My Phrag. warcewiczianum 'Medusa' received a HCC of 79 pts. This is from a selfing of the clone 'Orchidview' FCC.

Ramon 

Phrag. warcewiczianum 'Medusa' HCC


----------



## SlipperKing (Jun 12, 2013)

I wonder why only a HCC? It looks far better then that. 3 spikes?


----------



## SlipperFan (Jun 12, 2013)

Maybe flower count? But what a beauty!


----------



## goldenrose (Jun 12, 2013)

:clap::drool::smitten::clap::drool::smitten:


----------



## JeanLux (Jun 13, 2013)

Congrats!!!! Beauties, these flowers, and the pics !!!! Jean


----------



## likespaphs (Jun 13, 2013)

fantastic!


----------



## rdlsreno (Jun 13, 2013)

SlipperFan said:


> Maybe flower count?
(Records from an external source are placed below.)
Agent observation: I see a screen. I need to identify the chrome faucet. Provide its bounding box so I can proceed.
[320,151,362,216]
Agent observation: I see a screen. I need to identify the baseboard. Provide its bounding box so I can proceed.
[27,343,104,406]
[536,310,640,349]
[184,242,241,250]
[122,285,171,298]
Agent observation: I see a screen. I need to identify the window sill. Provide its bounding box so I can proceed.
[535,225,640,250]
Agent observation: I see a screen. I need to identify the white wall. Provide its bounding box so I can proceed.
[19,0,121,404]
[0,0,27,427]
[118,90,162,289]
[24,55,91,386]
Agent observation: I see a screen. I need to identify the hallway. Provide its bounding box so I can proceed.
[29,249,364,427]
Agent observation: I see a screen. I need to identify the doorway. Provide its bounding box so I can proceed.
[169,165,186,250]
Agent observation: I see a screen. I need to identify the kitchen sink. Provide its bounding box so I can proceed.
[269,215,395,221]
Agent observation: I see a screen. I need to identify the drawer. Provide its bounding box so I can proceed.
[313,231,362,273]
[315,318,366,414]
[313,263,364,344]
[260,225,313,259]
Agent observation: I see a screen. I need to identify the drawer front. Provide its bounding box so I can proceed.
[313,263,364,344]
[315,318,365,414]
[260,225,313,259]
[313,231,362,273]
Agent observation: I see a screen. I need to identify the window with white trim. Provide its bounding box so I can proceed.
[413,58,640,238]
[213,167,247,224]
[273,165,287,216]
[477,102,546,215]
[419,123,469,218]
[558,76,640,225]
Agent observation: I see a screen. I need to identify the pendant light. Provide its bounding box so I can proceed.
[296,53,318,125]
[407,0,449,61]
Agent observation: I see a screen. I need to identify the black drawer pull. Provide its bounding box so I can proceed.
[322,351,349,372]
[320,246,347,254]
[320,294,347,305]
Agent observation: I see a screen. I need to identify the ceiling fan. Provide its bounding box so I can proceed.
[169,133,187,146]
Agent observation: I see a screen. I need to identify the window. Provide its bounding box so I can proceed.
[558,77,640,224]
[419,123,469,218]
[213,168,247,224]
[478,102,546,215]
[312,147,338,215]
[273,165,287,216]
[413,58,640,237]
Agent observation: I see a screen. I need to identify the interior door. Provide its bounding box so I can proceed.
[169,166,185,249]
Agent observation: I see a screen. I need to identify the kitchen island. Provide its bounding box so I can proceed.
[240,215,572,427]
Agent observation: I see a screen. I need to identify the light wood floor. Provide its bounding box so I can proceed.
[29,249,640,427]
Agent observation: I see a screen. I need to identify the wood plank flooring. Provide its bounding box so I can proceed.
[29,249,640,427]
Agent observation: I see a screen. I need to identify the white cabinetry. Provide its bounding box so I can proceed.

But what a beauty!



I think so too since the 'Orchidview' FCC had four flowers on one spike.

Ramon


----------



## ehanes7612 (Jun 13, 2013)

size too..these can have some huge flowers (pouch and sepals)
..but from the picture looks like a solid AM to me


----------



## jjkOC (Jun 13, 2013)

Ooooh Ahhhhh...


----------



## Rick (Jun 13, 2013)

Beautiful
Need to breed this one Ramon!


----------



## SlipperFan (Jun 13, 2013)

rdlsreno said:


> I think so too since the 'Orchidview' FCC had four flowers on one spike.
> 
> Ramon


Yes -- and I forgot to congratulate you, so congratulations!!!


----------